Il s’agit d’un changement significatif par rapport à la politique passée du Pentagone qui adoptait un ton plus modéré à l’égard de la Chine et de la Russie. Les psys s’accordent à penser que l’agressivité cache très souvent une peur profonde qui agit comme un mécanisme de défense pour masquer la vulnérabilité, l’insécurité ou une menace ressentie.
Et de ce point de vue on peut vraiment dire que la montée en puissance de la Chine fait peur pour ne pas dire qu’elle est devenue un véritable cauchemar outre Atlantique. Un cauchemar d’autant plus durement ressenti que le développement spectaculaire que connait l’Empire du milieu dans tous les domaines le prédispose à devenir dans quelques années la première puissance mondiale.
Pour circonscrire cette « menace » et maintenir leur hégémonie, les Etats-Unis ont adopté une stratégie qui repose sur un endiguement multidimensionnel. Celle-ci combine une guerre commerciale fondée sur l’imposition de droits de douane de plus en plus prohibitifs, un renforcement militaire dans l’Indopacifique associant de nouveaux alliés dans la région.
Toutes ces manœuvres qui tendent à se multiplier depuis quelque temps visent à limiter l’influence de la Chine. C’est dans ce cadre que s’inscrit justement le récent coup d’Etat américain au Venezuela. Perpétré sous des prétextes fallacieux, ce putsch très controversé vise en réalité à priver la Chine d’une importante ressource énergétique, sachant que le pays de Xi Jiping importait pour près de 90% de la production pétrolière du Venezuela avant la chute du président Manuel Maduro.
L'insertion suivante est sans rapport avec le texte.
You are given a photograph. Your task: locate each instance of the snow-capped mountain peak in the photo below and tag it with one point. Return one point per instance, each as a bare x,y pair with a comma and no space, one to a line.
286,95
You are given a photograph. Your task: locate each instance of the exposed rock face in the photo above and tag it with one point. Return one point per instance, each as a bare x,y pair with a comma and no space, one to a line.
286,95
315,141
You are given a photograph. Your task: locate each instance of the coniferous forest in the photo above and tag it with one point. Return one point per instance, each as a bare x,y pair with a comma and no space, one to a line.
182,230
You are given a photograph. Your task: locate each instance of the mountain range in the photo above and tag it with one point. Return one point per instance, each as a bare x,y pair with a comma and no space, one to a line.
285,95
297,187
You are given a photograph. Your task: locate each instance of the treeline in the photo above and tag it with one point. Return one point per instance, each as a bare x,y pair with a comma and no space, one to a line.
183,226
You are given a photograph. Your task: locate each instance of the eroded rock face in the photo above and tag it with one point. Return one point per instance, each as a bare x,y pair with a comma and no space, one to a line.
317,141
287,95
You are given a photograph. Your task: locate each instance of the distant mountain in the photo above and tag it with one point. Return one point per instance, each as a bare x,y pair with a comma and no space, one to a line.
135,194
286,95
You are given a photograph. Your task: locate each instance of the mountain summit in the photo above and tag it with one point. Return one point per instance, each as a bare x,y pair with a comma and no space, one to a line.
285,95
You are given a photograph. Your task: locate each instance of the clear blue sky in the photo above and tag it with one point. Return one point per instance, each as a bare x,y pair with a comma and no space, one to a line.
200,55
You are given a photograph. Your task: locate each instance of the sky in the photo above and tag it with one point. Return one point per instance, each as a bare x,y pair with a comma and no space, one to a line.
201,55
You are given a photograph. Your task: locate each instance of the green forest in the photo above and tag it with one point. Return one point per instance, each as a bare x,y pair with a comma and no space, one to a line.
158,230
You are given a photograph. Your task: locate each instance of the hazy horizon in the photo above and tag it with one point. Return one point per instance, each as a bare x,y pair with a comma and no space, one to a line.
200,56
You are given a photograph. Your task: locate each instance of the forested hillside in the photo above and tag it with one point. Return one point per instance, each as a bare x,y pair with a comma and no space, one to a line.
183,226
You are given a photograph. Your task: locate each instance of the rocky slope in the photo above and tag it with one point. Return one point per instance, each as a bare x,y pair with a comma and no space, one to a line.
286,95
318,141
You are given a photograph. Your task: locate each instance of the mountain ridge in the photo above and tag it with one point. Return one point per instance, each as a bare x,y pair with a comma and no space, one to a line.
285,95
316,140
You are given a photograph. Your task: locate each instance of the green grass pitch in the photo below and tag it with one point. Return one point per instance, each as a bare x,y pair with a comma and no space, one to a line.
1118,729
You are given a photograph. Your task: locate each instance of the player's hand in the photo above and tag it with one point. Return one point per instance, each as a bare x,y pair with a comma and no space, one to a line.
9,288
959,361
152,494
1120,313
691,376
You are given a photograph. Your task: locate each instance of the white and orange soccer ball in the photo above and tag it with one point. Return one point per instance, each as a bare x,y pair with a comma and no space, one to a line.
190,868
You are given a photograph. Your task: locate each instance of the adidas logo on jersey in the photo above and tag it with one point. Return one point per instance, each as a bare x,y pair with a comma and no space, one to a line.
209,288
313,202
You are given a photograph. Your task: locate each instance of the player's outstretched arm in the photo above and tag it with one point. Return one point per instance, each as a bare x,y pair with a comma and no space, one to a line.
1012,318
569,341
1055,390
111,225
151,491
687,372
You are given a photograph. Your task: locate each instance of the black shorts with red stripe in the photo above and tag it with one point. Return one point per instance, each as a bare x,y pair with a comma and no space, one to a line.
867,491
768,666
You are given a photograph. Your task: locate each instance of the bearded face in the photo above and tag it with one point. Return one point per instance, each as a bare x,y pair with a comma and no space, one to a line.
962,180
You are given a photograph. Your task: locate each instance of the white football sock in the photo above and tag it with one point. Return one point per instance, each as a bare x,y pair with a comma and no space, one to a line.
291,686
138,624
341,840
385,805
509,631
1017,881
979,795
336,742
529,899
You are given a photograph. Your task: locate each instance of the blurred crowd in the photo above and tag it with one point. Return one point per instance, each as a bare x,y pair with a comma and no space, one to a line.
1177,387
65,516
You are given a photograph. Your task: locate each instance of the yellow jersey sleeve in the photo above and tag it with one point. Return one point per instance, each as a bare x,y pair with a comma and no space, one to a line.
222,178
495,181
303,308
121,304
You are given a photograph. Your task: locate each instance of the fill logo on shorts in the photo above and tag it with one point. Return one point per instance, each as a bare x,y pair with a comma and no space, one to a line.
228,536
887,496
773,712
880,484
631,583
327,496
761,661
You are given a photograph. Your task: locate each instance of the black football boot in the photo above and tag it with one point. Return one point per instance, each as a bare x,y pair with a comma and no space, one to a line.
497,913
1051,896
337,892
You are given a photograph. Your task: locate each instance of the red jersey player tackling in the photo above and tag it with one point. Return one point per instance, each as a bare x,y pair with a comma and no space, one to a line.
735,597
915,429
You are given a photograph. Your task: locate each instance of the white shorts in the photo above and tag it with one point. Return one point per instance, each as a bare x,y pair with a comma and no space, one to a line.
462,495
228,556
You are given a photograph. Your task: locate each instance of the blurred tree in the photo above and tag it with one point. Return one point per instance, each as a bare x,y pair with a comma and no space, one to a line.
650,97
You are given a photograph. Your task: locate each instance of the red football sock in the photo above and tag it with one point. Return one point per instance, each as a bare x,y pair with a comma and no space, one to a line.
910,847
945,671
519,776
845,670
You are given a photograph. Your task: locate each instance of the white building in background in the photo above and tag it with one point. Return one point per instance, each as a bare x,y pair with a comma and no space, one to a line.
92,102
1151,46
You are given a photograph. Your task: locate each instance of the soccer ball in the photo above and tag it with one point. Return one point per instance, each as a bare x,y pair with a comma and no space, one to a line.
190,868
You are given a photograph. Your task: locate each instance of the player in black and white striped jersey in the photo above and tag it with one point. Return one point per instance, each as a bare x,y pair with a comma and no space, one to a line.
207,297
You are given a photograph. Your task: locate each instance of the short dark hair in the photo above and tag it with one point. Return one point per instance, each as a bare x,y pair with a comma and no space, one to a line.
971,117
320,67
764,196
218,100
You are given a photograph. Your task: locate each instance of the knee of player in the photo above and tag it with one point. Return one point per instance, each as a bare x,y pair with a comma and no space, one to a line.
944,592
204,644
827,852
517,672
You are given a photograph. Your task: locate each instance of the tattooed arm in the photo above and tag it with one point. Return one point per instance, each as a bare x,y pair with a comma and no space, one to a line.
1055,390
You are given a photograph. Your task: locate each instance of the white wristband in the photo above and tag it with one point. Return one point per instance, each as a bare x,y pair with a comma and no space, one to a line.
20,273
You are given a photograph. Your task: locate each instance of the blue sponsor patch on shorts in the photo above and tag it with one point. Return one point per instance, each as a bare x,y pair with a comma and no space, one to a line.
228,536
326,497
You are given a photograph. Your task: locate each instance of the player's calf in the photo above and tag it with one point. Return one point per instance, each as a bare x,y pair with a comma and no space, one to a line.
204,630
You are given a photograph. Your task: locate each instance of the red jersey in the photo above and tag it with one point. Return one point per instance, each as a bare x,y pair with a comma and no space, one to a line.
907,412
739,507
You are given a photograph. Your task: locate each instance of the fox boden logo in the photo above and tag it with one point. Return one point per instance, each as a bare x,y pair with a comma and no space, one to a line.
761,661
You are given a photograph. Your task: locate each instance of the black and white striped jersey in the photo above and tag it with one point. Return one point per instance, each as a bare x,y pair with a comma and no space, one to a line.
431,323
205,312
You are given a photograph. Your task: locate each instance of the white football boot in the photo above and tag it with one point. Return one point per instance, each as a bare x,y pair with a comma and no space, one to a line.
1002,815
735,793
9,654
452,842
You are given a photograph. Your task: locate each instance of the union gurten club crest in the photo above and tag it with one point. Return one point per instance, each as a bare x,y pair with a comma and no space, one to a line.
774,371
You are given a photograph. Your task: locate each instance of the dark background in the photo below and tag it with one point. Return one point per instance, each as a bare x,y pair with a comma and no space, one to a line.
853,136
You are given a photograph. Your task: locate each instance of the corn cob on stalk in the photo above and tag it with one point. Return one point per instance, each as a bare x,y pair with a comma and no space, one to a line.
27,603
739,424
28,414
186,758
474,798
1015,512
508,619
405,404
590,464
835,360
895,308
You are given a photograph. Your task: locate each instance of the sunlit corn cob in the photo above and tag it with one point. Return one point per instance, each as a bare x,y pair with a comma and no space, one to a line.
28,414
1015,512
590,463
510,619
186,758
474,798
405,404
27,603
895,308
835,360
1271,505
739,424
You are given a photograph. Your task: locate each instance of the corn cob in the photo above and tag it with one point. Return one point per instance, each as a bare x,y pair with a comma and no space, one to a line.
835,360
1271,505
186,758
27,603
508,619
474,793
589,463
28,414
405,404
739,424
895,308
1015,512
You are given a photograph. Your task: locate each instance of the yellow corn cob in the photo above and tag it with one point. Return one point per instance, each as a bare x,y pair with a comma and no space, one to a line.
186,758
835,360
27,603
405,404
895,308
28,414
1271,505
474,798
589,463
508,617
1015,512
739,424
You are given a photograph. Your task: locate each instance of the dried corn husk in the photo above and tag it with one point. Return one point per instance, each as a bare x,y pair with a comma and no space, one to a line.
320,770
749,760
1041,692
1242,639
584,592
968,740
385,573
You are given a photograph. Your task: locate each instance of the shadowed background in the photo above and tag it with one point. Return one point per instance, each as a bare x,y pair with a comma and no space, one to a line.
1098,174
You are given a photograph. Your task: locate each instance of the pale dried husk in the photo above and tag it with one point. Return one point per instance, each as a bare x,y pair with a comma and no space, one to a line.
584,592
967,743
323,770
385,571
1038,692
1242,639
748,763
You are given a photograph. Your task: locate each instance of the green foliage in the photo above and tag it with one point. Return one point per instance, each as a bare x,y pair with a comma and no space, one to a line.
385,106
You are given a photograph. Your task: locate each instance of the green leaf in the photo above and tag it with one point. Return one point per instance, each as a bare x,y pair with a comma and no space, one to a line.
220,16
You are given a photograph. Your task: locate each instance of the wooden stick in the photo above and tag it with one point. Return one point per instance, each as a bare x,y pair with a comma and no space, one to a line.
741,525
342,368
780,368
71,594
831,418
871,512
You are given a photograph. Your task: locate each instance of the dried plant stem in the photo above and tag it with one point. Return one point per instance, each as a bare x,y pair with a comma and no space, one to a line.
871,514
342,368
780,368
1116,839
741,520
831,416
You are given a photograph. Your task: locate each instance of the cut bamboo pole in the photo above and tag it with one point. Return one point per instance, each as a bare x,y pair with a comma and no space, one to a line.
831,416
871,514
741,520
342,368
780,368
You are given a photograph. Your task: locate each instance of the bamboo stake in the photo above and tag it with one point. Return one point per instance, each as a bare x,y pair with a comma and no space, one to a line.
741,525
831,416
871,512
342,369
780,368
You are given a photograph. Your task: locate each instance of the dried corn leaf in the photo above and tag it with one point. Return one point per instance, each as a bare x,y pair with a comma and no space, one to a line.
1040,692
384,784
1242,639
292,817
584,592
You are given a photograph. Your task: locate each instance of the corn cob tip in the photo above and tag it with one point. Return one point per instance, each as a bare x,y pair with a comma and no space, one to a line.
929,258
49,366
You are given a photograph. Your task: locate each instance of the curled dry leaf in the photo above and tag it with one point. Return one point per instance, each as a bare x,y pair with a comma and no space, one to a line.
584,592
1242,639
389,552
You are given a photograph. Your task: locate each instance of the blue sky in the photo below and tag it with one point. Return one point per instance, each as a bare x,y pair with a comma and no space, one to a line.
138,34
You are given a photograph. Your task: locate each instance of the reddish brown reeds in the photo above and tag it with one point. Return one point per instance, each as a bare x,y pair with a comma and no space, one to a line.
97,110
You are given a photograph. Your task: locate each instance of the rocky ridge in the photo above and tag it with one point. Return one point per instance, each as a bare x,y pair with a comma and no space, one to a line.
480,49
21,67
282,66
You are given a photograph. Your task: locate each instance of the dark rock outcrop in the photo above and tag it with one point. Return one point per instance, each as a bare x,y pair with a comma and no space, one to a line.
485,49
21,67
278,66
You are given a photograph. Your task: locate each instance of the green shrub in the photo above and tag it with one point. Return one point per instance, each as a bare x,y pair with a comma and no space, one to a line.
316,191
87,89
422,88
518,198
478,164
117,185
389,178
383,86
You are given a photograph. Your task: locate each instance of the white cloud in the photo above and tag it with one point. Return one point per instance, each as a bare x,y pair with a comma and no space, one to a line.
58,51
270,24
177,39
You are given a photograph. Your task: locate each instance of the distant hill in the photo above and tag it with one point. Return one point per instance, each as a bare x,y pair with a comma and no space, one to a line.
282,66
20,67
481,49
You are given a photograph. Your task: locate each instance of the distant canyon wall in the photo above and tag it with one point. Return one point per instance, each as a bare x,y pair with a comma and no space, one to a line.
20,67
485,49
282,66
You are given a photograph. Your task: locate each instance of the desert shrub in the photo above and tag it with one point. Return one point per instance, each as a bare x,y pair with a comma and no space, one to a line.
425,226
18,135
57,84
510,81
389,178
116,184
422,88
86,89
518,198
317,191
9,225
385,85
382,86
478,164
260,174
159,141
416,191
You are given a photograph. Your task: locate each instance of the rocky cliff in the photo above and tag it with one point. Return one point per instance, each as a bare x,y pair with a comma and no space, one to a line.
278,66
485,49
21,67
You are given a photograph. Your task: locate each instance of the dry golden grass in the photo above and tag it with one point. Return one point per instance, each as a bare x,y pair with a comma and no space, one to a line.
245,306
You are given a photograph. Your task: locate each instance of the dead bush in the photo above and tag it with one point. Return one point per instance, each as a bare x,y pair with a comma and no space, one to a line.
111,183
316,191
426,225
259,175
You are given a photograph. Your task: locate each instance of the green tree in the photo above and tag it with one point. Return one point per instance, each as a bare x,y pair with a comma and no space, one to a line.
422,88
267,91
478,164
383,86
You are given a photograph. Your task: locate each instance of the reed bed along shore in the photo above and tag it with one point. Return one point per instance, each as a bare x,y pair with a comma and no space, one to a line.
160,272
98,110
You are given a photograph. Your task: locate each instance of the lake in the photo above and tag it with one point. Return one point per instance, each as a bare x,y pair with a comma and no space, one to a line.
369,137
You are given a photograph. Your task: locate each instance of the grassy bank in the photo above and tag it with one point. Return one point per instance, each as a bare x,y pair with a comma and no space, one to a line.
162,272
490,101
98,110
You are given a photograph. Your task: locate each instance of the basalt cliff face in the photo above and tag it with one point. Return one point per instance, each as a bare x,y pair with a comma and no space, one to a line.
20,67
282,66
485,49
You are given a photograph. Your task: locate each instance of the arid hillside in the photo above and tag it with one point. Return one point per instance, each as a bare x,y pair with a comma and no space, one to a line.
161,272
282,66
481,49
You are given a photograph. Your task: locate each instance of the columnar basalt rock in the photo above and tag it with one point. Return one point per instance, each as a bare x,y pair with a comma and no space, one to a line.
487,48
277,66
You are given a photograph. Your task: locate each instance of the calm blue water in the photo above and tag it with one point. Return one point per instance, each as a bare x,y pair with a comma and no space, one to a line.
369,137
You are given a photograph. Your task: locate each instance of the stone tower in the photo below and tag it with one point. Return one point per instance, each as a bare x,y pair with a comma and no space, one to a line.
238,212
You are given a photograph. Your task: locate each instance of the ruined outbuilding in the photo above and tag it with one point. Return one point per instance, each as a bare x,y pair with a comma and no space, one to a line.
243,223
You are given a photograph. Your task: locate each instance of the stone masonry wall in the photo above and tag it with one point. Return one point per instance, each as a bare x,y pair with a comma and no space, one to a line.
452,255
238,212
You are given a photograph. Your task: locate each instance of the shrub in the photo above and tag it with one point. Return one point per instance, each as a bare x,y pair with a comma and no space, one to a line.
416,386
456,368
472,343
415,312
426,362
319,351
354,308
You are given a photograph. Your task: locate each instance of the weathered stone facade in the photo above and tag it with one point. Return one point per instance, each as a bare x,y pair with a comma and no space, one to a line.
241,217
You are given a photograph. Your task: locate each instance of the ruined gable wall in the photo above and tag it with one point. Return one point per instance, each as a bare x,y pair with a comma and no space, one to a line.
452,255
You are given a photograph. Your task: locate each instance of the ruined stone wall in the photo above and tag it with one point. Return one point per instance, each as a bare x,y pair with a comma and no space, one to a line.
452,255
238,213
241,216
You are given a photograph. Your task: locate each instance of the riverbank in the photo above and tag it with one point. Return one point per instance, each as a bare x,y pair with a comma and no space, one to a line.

La guerre en gestation que Washington s’apprête à lancer contre le régime des mollahs en Iran partage en réalité les mêmes objectifs et les mêmes visées à quelques menues différences près. En changeant par la force la nature du régime en place, les Américains cherchent en effet à asphyxier l’économie chinoise qui absorbe 80 à 90% des exportations iraniennes de pétrole.
Bref, on peut dire que les Américains n’y vont pas avec le dos de la cuillère pour saborder la montée en puissance de la Chine et l’empêcher de rafler le sceptre royal détenu par les Etats-Unis depuis la fin de la Seconde Guerre mondiale. Réussiront-ils à atteindre leur objectif et garder indéfiniment leur leadership dans le monde ? La question est plus que jamais d’actualité et la plupart des experts répondent à cette question lancinante par la négative.
Non sans raison d’ailleurs, car ils estiment à l’unanimité, sur la base de données objectives, que la Chine est en train de rattraper les Etats-Unis sur de nombreux fronts, voire de les dépasser. Les capacités économiques, commerciales et industrielles du pays des Mandarins sont désormais comparables, sinon supérieures, à celles du géant américain. Ce rattrapage quantitatif se double d’un autre dans le domaine de la recherche et de l’innovation.
La Chine domine désormais la plupart des champs d’étude sur les technologies critiques, en particulier celles d’application militaire ; la majorité des articles significatifs sur le sujet sont le fait de chercheurs chinois.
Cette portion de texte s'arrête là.